If HM has papers still to copy before the 8:12 bell, because she won't have another chance until her plan time at 1:12, it will be 8:00 before she has the mess cleaned up enough to avoid a lawsuit due to slippage in the mini-fridge zone. Lacking a yellow plastic 'slippery' marker thingy, HM is all about the thorough clean-up.
If HM tells this story to her pranking class, they will chuckle politely, except for Cindy, who has a bone to pick with HM, and Velcro-Boyfriend Girl, who genuinely likes HM, and is the best audience for trying out new material.
Don't give HM a refrigerator.
Thursday, November 29, 2007
I'm exhausted from all my Christmas shopping today. I had a notice to pick up three packages at the post office. Yes. The one that smells like a dead mouse. When I got there, I had SIX packages. Then when we got home, and I let the #1 son out at the end of the driveway to run the trash dumpster to the house like an old-time newspaper boy, I saw something odd on the front porch. I could not tell what it was. Perhaps I should have put on my new glasses. Upon further investigation, the closer I got to the house, I saw that it was a package smack dab in front of the front door--with a black tuxedo cat sitting on top. That cat is nuts. He is Tank-the-beagle's pet. The one Tank molests on a regular basis. Anyhoo, when I pulled the LSUV into the garage, two more packages awaited. That's 9 packages today, people. My Christmas shopping is almost done!
News flash: the balcony scene in Romeo and Juliet is not the part where he climbs up her hair. Just sayin'...
Just once, I would like to walk by The Smellinator that I have in every class, and fart silently, but deadly-ly, and listen to them whine about how "You can't DO that! That is nasty. That is just wrong." Heh, heh. Payback is a b*tch.
Can somebody teach the lunch ladies to grimace more fiercely? Cause I don't think you can. I'll wager $100 of my hard-earned greenbacks.

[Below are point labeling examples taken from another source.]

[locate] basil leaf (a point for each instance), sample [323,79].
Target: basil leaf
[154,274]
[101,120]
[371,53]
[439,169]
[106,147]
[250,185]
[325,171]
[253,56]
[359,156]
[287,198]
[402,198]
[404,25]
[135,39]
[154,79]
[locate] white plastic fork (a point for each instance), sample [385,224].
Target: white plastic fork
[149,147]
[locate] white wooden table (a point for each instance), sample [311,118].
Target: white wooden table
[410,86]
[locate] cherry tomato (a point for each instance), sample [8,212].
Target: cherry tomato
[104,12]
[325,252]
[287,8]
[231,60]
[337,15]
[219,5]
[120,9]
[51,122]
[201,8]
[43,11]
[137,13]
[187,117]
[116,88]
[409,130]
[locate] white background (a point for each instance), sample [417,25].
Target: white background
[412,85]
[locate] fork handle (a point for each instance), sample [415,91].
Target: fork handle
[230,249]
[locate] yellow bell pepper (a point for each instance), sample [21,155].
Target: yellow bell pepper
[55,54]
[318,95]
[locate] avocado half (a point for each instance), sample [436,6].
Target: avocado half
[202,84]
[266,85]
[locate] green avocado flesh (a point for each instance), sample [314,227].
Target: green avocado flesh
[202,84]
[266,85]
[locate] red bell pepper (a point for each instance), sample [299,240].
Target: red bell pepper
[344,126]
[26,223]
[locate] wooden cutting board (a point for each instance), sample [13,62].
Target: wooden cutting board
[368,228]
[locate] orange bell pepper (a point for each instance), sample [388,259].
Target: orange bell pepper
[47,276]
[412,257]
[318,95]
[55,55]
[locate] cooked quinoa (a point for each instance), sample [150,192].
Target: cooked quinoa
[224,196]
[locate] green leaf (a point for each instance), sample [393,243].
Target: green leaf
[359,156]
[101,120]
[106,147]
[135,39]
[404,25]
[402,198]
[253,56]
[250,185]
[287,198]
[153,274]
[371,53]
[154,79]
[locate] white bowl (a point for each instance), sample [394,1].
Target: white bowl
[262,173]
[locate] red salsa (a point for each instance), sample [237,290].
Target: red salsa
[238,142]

I am a master of paybacks. Don't mess with me. Last night, I left two pieces of pizza on the pan on the stove. I instructed HH to leave it there; it was for my lunch today. The kids did not eat pizza. My Little Pony will only eat cheese pizza, and the #1 son declares that he does not like The Devil's Playground deli pizza. Before bed, I went to make my lunch, and ONLY ONE PIECE REMAINED! This morning, I asked HH why he ate one of my pieces when I saw three of his in the refrigerator. We like different toppings, you see. He is partial to pepperoni and onions, while I prefer green and red peppers and NO onions with my souped-up hamburger pizza. HH replied that he did not eat it. He said, "Your son was in the shower when I went to bed. I imagine he ate it. You can have mine if you want." No deal. I don't like his toppings. I quizzed #1 when he rolled out of bed. "No. I didn't eat it. I don't even LIKE it." I asked if he was calling his dad a liar. "No. I don't know what happened to it." He might as well have signed a confession. But he wouldn't admit it. So I went to the pantry and moved his box of Little Debbie Swiss Rolls down one shelf. He went to grab one for the ride to school, and shouted, "WHERE ARE MY SWISS ROLLS?" Heh, heh. Payback is a b*tch. Indeed she is. (He finally admitted to the pizza pilfering after school, which ruined his ploy of begging for a separate meal every time we have it.)
"A Homeless Christmas" door decoration would have gone very well with our theme basket for the food pantry. How dare we be denied! What's wrong with my students' vision of 'bums standing around a trash can warming their hands over a fire', with the caption: "Families come in all shapes. Merry Christmas from our family to yours." That's not fair. I'm sure the denier wanted to steal the idea for HER door.
Time flies when it's your best TV night and you got home late with your problem children.